September 25, 2024

Pac-12 Conference files lawsuit against MWC over potential penalties

Pac-12 college football teams will face off with Mountain West Conference teams on the field many times during the 2024 college football season.

Now, the conferences are set to face off in the courts as well, with the Pac-12 filing a legal complaint on Tuesday with the U.S. District Court for the Northern District of California, per a report from Yahoo! Sports’ Ross Dellenger. The Pac-12 is seeking declaratory relief from a judge over millions of dollars in penalties the MWC believes it is owed from the Pac-12 for acquiring five MWC schools.

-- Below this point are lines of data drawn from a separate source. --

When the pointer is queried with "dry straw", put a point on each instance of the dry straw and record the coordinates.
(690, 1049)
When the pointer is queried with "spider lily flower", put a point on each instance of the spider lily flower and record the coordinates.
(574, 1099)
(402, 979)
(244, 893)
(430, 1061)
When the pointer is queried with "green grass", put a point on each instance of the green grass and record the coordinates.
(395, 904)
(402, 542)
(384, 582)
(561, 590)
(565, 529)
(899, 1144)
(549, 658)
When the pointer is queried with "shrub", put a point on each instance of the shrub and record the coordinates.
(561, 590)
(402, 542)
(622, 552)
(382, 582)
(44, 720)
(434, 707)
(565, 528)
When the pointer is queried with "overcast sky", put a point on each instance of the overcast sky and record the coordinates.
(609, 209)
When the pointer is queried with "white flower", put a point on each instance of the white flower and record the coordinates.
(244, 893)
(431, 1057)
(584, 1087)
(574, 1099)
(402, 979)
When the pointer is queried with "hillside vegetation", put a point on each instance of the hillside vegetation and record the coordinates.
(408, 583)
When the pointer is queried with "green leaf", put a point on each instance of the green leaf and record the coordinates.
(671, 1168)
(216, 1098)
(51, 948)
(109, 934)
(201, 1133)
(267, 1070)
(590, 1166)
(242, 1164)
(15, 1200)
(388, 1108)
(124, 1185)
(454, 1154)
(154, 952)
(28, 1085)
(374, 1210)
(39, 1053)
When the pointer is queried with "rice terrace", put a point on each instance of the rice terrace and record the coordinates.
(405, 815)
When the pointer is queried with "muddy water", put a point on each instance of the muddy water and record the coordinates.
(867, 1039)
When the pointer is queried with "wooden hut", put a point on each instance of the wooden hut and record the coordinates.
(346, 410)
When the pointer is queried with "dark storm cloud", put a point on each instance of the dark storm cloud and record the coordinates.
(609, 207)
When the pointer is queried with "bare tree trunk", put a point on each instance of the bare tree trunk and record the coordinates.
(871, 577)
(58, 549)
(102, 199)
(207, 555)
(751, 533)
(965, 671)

In its lawsuit, the Pac-12 described the penalties as ‘unlawful, unenforceable and a violation of antitrust law.’ After the Pac-12 lost several teams to the Big Ten Conference and Atlantic Coast Conference in the latest round of conference realignment hailing over college athletics, the Pac-12 announced the additions of Boise State, San Diego State, Colorado State, Fresno State and Utah State from the Mountain West Conference in the last couple of weeks. The conference also has an offer out to UNLV to join. The lawsuit is the first acknowledgment from the Pac-12 of adding Utah State.

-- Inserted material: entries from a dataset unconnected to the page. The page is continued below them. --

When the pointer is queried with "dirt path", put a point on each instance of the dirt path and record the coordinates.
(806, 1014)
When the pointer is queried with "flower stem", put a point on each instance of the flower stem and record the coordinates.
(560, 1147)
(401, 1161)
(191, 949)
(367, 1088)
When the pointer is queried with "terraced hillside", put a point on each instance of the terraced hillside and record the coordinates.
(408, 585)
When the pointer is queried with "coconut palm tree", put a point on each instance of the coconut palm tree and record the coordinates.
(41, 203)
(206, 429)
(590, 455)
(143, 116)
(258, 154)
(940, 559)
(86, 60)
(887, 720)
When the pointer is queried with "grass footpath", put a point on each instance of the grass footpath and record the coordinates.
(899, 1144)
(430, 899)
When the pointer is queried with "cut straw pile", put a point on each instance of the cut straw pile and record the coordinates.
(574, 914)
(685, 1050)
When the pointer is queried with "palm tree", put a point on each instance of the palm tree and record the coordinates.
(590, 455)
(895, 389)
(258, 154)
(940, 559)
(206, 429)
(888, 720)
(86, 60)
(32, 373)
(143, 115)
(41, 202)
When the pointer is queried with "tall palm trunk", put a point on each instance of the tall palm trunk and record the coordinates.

According to Dellenger, the suit filed on Tuesday deals with the ‘poaching fee’ MWC commissioner Gloria Nevarez included in the scheduling agreement between the conferences entered into last year. It is unrelated to the more than $17 million in exit fees due for each school.

The poaching fee is reportedly $10 million per school added and increases by $1 million with each new addition. Following the additions of Boise State, Fresno State, San Diego State, and Colorado State, the MWC demanded the Pac-12 pay $43 million in “liquidated damages” in poaching fees. With this week’s addition of Utah State, the number grows to over $50 million, per Yahoo!

‘There is no legitimate justification for the ‘poaching penalty,’” the complaint said, according to Yahoo! “In fact, the MWC already seeks to impose tens of millions of dollars in ‘exit fees’ on MWC schools that depart from the conference. To the extent the MWC would suffer any harm from the departures of its member schools, these exit fees provide more than sufficient compensation to the MWC.”

Over the summer, Oregon State and Washington State ― the two lone leftovers from the original Pac-12 ― agreed to pay the MWC programs about $14 million to play six games. The two sides could not agree on a second year of games for 2025, with the MWC demanding $30 million for the same amount of games in 2025, leading to no agreement.

Following the defection of USC, UCLA, and Oregon, among others, to the Big Ten and ACC, OSU and WSU were forced to scramble to find games and make sure the hundreds of athletes committed to the schools could continue to compete. In the complaint, the Pac-12 said the MWC took advantage of a ‘disadvantaged and desperate conference.’ During the negotiations, the schools did not believe the ‘poaching fee’ was legal or forcible.